Hungarian communist gets jail term over 1956 revolt

Hungarian communist gets jail term over 1956 revolt

Budapest (AFP) - A senior figure in Hungary's former communist regime was sentenced Tuesday to five years and six months in jail for war crimes over the deadly crackdown of the 1956 anti-Soviet uprising.

A judge at the Budapest Court ruled that Bela Biszku, 92, was "actively involved" in decisions to order security forces to open fire on crowds in two incidents in December 1956 during which some 50 people died.

In total during the uprising, more than 2,000 civilians were killed after Soviet tanks rolled into the country.
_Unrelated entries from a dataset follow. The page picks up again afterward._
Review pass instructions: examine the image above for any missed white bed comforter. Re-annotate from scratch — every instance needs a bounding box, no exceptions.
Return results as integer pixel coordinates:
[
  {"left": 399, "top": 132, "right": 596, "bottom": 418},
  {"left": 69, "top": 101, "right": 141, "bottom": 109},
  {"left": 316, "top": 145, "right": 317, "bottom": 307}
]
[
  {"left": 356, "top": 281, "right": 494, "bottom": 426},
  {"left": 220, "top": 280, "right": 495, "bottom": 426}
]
Some 300 were executed, more than 20,000 were jailed and 200,000 fled the country.

Biszku, who later became interior minister, was arrested in September 2012 and has been under house arrest since.

He was the first of Hungary's 1956 communist leaders to face criminal investigation, although Tuesday's verdict has been appealed by Biszku's lawyers who argued that any offences that long ago should be time-barred.

"A member of the narrowest circle of party leadership," Biszku committed "war crimes -- as an abettor -- and homicide against more than one person," prosecutors, who asked the judge to hand out a life sentence, said in court during the two-month-long trial.

Biszku was also found guilty of other charges including "complicity in criminal acts" for covering up reprisals after the revolt.

Walking with a stick but still sprightly, Biszku sat through Tuesday's five-hour-long hearing in silence and refused to make a final statement.

In 2011, the conservative government led by Prime Minister Viktor Orban modified a law to enable people suspected of involvement in the 1956 reprisals to be tried.